Benzer durumu Bretix konusunda İngiltere’de de görmek mümkündür. Özellikle Polonya’dan gelen ve ucuz çalışan işçilere -özellikle bakım personeline- karşıdırlar. Kapılar kapansın, göç gelmesin ve böylece ülke içindekinin hakları daha iyi korunsun anlayışı bulunuyor.

Proletarya enternasyonalizminin somut örneğini ters yönden hemen her ülkede görmek mümkündür. Yerli işçi dışarıdan gelene düşmandır, dışarıdan gelende işini elinden alacak rakip görmektedir.

Bizdeki Suriyeli düşmanlığının temelindeki nedenlerden birisi de budur. Eskiden en düşük ücretle çalışan Kürtlerdi, yerini Suriyeliler aldı.

Almanya bunu uyulması zorunlu asgari ücret tespit ederek bir oranda aştı. Hangi iş kolunda olursa olsun herkese en az asgari ücret ödenmek zorunda ama buna uymayan firmalar hiç de az değil. Özellikle inşaat sektöründe yaygın olarak kaçak işçiler çok düşük ücretle çalıştırılıyor ve bunlardan ancak bir bölümü yakalanıyor.

Ev içi hizmetlerin ise denetimi zordur ve bu alanda daha fazla çok düşük ücretli bulunduğu söylenebilir.

Fransa’da Ulusal Cephe, Almanya’da Almanya İçin Alternatif adlı ırkçı partiler ülkeye sığınmacı alınmamasını ve göçün olabilecek en düşük düzeye indirilmesini istiyorlar ve özellikle işlerini kaybedebilecek olanlara hitap ediyorlar.

Almanya durumu idare edebiliyor ama Fransa’da iş epeyce zordur.

Almanya gürültülü itirazlarla birlikte de olsa çok sayıda mülteci alırken, Fransa hemen hiç kimseyi almadı. Almanya aldığını zor da olsa eritebiliyor, Fransa’nın ise bunu yapması mümkün görünmüyor ve bu nedenle de almıyor.

Avrupa Birliği içinde liderliğe oynamayı istiyorsunuz ama AB neo liberal bir birliktir, buna uymanız gerekecek… Bunun için gerekli değişiklikleri ise bir türlü yapamayacaksınız… Hem neo liberal değişiklikleri yapıp hem de oy tabanınızı kaybetmemeniz, önemli itirazlar ve direnişlerle karşılaşmamanız mümkün değildir.

Sosyal devletin –emeklilik dahil- Fransa’da maliyeti oldukça yüksektir.
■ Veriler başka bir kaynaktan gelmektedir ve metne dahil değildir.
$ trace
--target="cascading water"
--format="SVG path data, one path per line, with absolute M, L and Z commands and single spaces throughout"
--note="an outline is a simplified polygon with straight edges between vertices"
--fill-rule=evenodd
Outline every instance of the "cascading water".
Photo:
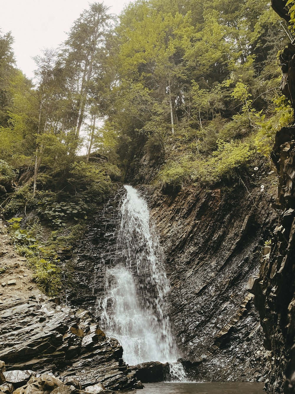
M 116 265 L 107 273 L 105 296 L 98 300 L 97 312 L 107 336 L 122 345 L 126 362 L 168 362 L 170 379 L 183 381 L 186 374 L 177 362 L 159 237 L 146 202 L 131 186 L 124 187 Z

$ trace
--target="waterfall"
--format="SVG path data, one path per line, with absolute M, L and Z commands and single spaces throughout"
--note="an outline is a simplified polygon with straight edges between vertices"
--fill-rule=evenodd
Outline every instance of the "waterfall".
M 164 254 L 146 201 L 131 186 L 121 206 L 115 266 L 107 272 L 104 298 L 97 312 L 108 336 L 122 345 L 130 365 L 169 363 L 170 378 L 185 372 L 172 335 L 167 298 L 170 290 Z

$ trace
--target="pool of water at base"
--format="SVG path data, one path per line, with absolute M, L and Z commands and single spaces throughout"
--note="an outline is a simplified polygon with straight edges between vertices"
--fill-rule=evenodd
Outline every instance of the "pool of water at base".
M 136 394 L 263 394 L 264 384 L 252 382 L 146 383 Z

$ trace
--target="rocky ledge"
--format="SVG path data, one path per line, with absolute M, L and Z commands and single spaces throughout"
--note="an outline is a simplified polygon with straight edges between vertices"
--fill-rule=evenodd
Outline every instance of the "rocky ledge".
M 119 394 L 118 391 L 106 390 L 100 383 L 81 390 L 79 381 L 68 377 L 62 382 L 52 375 L 30 370 L 6 372 L 5 363 L 0 361 L 0 394 Z
M 44 374 L 54 374 L 63 382 L 74 379 L 80 388 L 88 388 L 86 392 L 98 392 L 98 385 L 111 390 L 134 387 L 134 372 L 122 359 L 118 341 L 106 337 L 87 311 L 74 311 L 59 303 L 58 298 L 32 296 L 7 299 L 0 305 L 0 360 L 6 371 L 33 370 L 41 377 L 32 375 L 28 383 L 38 387 L 45 384 Z M 93 391 L 89 391 L 89 386 Z M 40 391 L 31 391 L 31 387 L 13 392 Z M 57 387 L 54 394 L 70 392 L 67 388 L 56 391 Z M 78 392 L 74 388 L 70 392 Z

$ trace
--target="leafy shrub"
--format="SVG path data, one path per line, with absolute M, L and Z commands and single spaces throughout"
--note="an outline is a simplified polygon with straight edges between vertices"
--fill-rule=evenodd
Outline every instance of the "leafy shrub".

Bütçeyi akaryakıta yapılan zamla doldurmak istediler ve bunun için de “çevre korunması” gibi bir gerekçe de buldular ama olmadı. Sarı Yelekliler’in direnişi de önce akaryakıt zammına karşı başlamıştı.

Fransa’daki yaygın direnişi, protestoları Avrupa ülkelerinde umursayan bulunmuyor, en azından şimdiye kadar somut örnek görülmedi.
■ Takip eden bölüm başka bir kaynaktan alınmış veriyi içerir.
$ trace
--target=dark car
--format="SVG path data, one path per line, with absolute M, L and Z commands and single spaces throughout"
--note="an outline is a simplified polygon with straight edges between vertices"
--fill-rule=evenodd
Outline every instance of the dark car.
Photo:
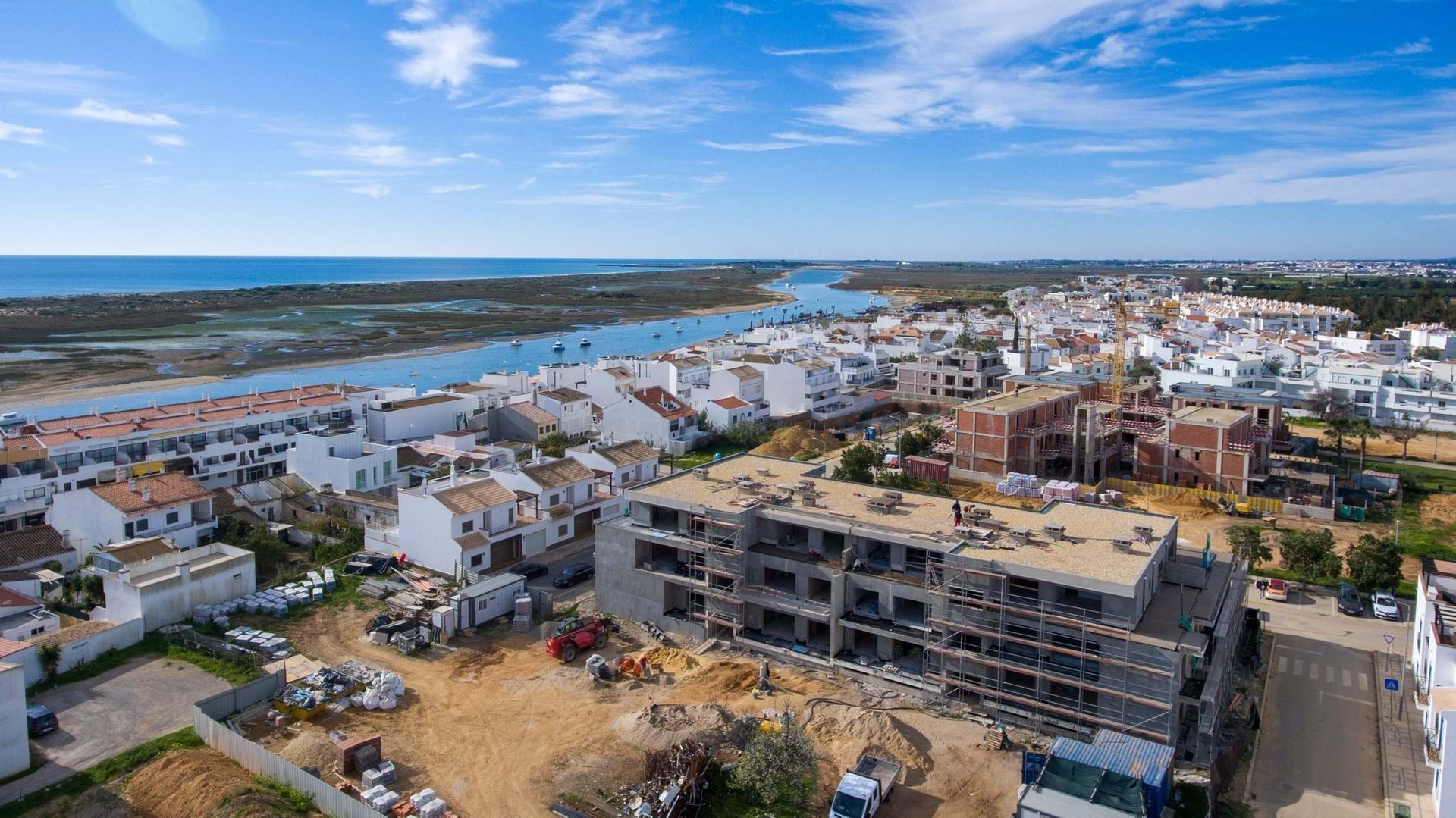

Hatırlarsınız herhalde, yıllar önce ÖDP “emeğin Avrupa’sına girmekten” söz ederdi.  O zaman değişik dergilerde yazdığım yazılarda böyle bir Avrupa’nın bulunmadığından söz etmiştim. Avrupa çapında herhangi bir grev görülmediği gibi, aynı işkolunda farklı ülkeler arasındaki işçiler arasında dayanışma bile görülmedi.

Almanya’da OPEL’de grev varken aynı markanın İspanya ve Polonya’daki üretim birimlerinde dayanışma yoktu.

İşçi sınıfının yapısı değişti, üretim birimleri küçüldü, işçiler sayıca arttı ama dağıldılar ve eskiden onları özellikle devrimci yapan özellikleri büyük oranda kaybettiler. Sınıf içindeki bölünmeler ve hatta çatışmalar şiddetlendi. Sendikaların zayıflamasını da eklemek gerekir.